Tal vez, para muchos de los que nos lean, profanos y hasta algunos artistas, resultará anómalo el que incluyamos a los guitarristas, en nuestro relato, y no por lo que a las personalidades atañe sino por la guitarra en sí, por ser ésta considerada, generalmente, como un simple instrumento acompañador de canciones y bailes populares, de la cual decía Covarrubias en 1675, "Que era un cencerro de fácil tañer, especialmente en los rasgados, y que no había mozo de caballos que no la tocase." Pero el P. Basilio, gran contrapuntista y organista en el convento de la orden del Cister en Madrid, desmintió completamente tal opinión, sobre dicho instrumento, siendo el primero que estableció el método de tocar punteado, sacándola del uso exclusivo, que hasta entonces tuvo, para acompañar seguidillas, canciones y tiranas.

Desde el siglo XVIII data verdaderamente la importancia de la guitarra, dedicándose a ella artistas que, por su buena ejecución, llegaron a conquistar un nombre distinguido, entre los que sobresalieron, Don Dionisio Aguado, Don José Huertas, D. Fernando Sons, el catalán Ferrer y Esteva, Picornell y otros más, que venciendo dificultades inmensas consiguieron presentar de una manera prodigiosa y admirable todas las buenas cualidades y grandes bellezas de este instrumento de punteo, de invención árabe-española.

Si este instrumento no ha podido formar parte de la orquesta, acaso porque sus sonidos dulces y apagados no pueden producir sensaciones vivas e impresiones fuertes, es en cambio tan agradable, se presta tanto a la expresión y tiene tan dulce melancolía, que es irresistible en ocasiones dadas. Para la inspiración de un buen artista, posee la guitarra condiciones muy apreciables, y bajo la presión de una mano maestra, sabe responder a los afectos del alma como si fuera la verdadera manifestación del sentimiento que hace herir sus cuerdas. Ella, puede decirse, forma una pequeña orquesta que el pueblo ha adoptado como muy suficiente para satisfacer sus necesidades musicales.

El hecho de haber podido apreciar el arte exquisito de dos portorriqueños guitarristas a los que hemos de referirnos en esta sección, nos ha movido a exponer los antecedentes históricos musicales sobre tal instrumento.

ÁLVAREZ, Hermógenes.—Semi-profesional.

Hace pocos meses que ha fallecido en Caguas en donde residiera por largos años, cultivando por igual el arte y la literatura.

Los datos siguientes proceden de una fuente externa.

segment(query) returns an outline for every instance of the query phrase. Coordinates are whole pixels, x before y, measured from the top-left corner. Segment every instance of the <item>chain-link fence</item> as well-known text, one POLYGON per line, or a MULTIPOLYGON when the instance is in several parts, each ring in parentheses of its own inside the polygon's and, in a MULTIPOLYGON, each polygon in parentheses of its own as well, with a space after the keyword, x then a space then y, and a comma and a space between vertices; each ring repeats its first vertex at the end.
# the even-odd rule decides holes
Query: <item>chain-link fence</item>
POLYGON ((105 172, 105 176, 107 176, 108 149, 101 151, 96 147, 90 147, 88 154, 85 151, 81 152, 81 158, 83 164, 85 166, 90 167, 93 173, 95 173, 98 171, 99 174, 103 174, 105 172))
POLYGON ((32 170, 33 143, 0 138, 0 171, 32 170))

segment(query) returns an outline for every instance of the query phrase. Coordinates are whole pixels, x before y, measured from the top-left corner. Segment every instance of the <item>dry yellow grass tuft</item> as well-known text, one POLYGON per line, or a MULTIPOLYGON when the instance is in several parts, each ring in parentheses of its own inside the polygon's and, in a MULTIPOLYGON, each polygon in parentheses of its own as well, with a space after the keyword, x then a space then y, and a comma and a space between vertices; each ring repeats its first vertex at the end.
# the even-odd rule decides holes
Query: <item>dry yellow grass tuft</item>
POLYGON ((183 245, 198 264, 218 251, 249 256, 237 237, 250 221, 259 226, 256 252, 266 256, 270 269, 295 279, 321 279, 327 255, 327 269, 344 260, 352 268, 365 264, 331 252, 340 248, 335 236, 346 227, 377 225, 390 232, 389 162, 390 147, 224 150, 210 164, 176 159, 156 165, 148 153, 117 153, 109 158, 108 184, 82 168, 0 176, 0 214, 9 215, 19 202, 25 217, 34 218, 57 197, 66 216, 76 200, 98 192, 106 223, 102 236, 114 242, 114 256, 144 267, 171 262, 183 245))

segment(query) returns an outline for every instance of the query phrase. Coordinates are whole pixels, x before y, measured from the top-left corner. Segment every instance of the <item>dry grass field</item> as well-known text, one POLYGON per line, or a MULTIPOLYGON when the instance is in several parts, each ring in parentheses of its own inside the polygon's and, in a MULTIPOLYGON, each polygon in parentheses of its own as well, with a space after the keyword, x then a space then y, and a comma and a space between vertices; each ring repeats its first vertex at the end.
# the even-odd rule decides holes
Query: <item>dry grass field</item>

Nació en San Juan y con su hermano Don Mauricio aprendió varios instrumentos y composición. Sobresalió como contrabajista y cellista, también, según las necrologías que publicara la prensa de toda la isla, fué un compositor de exquisita factura y delicada inspiración.

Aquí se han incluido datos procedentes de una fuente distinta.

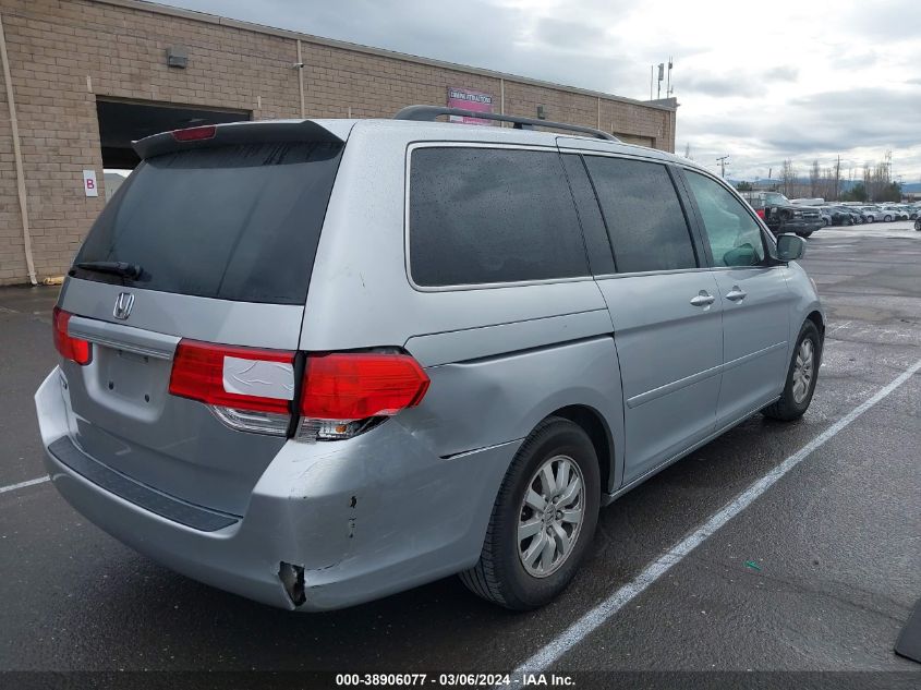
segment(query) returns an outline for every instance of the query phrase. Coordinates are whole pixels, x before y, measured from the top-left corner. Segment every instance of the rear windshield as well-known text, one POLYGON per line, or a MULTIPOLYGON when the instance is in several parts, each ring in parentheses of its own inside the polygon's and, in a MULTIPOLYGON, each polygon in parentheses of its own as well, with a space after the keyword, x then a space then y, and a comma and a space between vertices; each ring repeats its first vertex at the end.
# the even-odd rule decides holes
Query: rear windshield
POLYGON ((304 304, 342 144, 240 144, 141 164, 99 216, 74 265, 140 264, 88 280, 241 302, 304 304))

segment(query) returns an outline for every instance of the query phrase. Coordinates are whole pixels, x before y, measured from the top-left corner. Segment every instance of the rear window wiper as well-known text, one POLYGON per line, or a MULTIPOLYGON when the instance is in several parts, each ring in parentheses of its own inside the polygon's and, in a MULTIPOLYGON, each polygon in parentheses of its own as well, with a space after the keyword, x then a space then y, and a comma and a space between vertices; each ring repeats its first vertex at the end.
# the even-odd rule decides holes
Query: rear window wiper
POLYGON ((80 262, 76 267, 97 274, 112 274, 122 278, 140 278, 141 274, 144 273, 141 264, 129 264, 126 262, 80 262))

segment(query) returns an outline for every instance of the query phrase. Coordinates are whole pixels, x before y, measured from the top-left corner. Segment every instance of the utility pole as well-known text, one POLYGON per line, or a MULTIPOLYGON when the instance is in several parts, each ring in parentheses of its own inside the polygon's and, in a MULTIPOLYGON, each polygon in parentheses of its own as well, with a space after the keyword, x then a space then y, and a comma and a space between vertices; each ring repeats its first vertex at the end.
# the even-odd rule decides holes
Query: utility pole
POLYGON ((668 80, 665 82, 665 97, 670 98, 672 92, 675 90, 671 88, 671 68, 675 66, 675 61, 671 59, 671 56, 668 56, 668 80))
POLYGON ((838 201, 838 190, 841 184, 841 155, 838 154, 838 159, 835 162, 835 201, 838 201))

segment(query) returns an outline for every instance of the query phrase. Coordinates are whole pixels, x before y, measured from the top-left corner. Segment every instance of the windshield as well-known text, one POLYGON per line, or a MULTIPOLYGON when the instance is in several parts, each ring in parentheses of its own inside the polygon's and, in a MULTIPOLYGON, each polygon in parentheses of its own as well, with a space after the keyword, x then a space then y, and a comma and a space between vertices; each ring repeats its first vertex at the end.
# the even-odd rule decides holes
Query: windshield
POLYGON ((141 164, 74 264, 137 264, 88 280, 244 302, 303 304, 341 144, 240 144, 141 164))

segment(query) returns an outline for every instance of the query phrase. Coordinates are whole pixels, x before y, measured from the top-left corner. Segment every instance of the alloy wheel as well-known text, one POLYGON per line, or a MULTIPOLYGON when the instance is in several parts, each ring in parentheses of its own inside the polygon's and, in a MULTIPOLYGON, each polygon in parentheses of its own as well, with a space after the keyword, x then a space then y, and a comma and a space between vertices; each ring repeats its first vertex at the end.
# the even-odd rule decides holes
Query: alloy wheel
POLYGON ((582 470, 568 456, 546 460, 521 501, 518 556, 529 574, 546 578, 569 558, 585 509, 582 470))
POLYGON ((812 384, 812 376, 815 368, 815 346, 811 338, 803 338, 797 350, 797 360, 793 364, 793 401, 802 404, 809 395, 812 384))

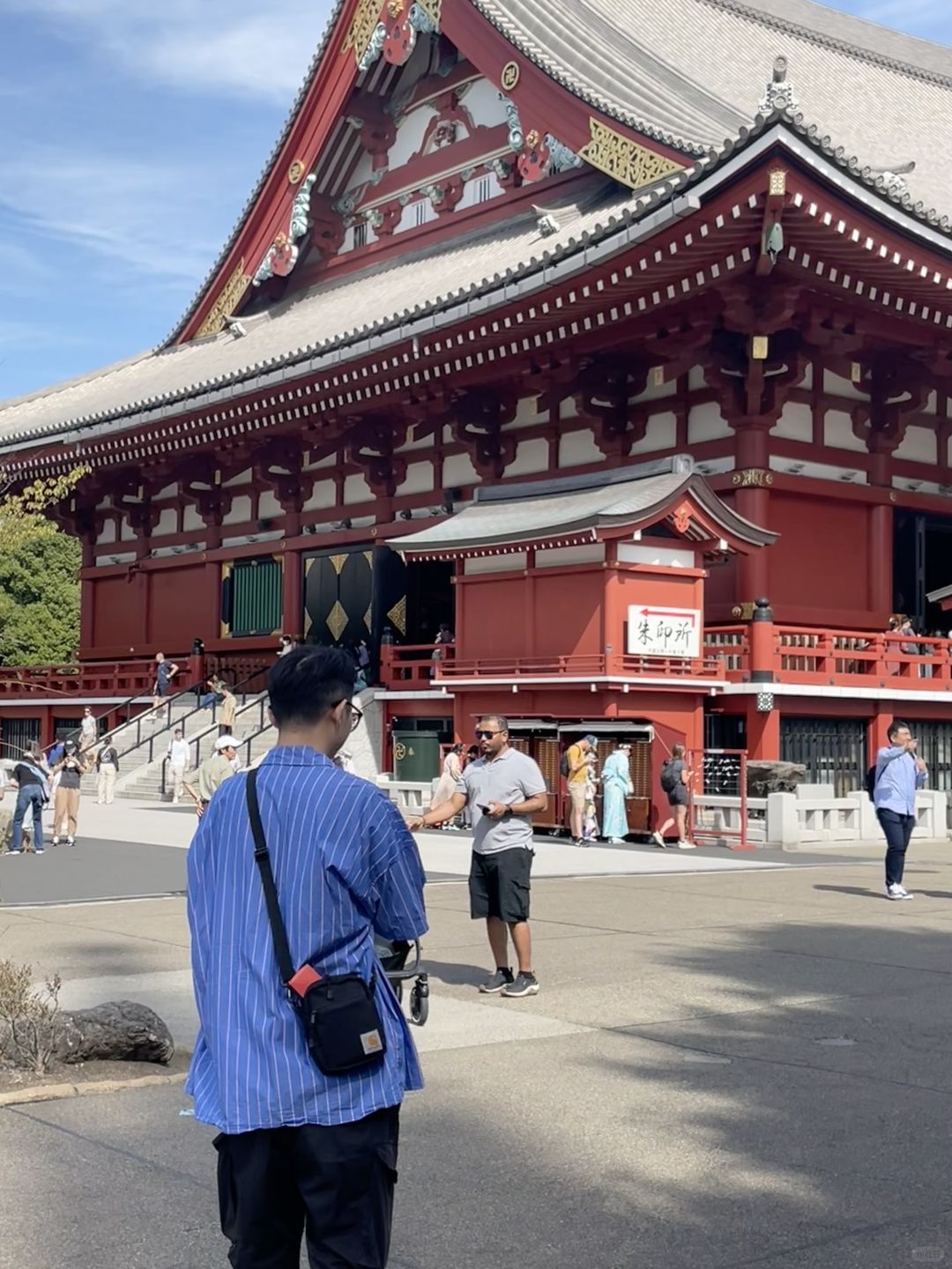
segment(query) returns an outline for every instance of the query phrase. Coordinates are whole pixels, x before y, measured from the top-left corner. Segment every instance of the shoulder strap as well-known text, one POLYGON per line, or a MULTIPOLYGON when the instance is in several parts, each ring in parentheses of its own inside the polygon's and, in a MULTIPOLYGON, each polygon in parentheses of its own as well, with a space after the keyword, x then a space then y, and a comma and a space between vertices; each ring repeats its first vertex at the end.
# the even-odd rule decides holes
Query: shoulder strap
POLYGON ((272 857, 268 851, 268 843, 264 838, 264 827, 261 825, 261 811, 258 806, 258 768, 248 773, 248 779, 245 782, 245 801, 248 802, 248 817, 251 821, 251 836, 255 843, 255 863, 261 873, 261 888, 264 890, 264 906, 268 909, 268 924, 272 928, 272 938, 274 940, 274 954, 278 958, 278 970, 281 971, 281 981, 289 982, 294 977, 294 963, 291 959, 291 948, 288 947, 288 934, 284 929, 284 921, 281 916, 281 905, 278 904, 278 890, 274 884, 274 873, 272 871, 272 857))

Nosotros no tuvimos el honor de conocerle y no hemos visto ni oído sus composiciones por lo que nos vemos privados de emitir opinión alguna, propia. Pero no dudamos un solo instante de su valer, pues habiendo sido su señor padre y su hermano dos de los mejores músicos del país, la herencia le abona.

ÁLVAREZ, Mauricio.—Violinista profesional.

Nació en San Juan el año 1842.

Con su padre Don José, músico distinguidísimo que dirigió las bandas militares de "Granada" y "Cataluña", trasladándose en 1851 a Caguas en donde puede decirse que fué el primer maestro que difundió la buena enseñanza general del arte, aprendió nuestro biografiado, teoría musical, solfeo, armonía y composición.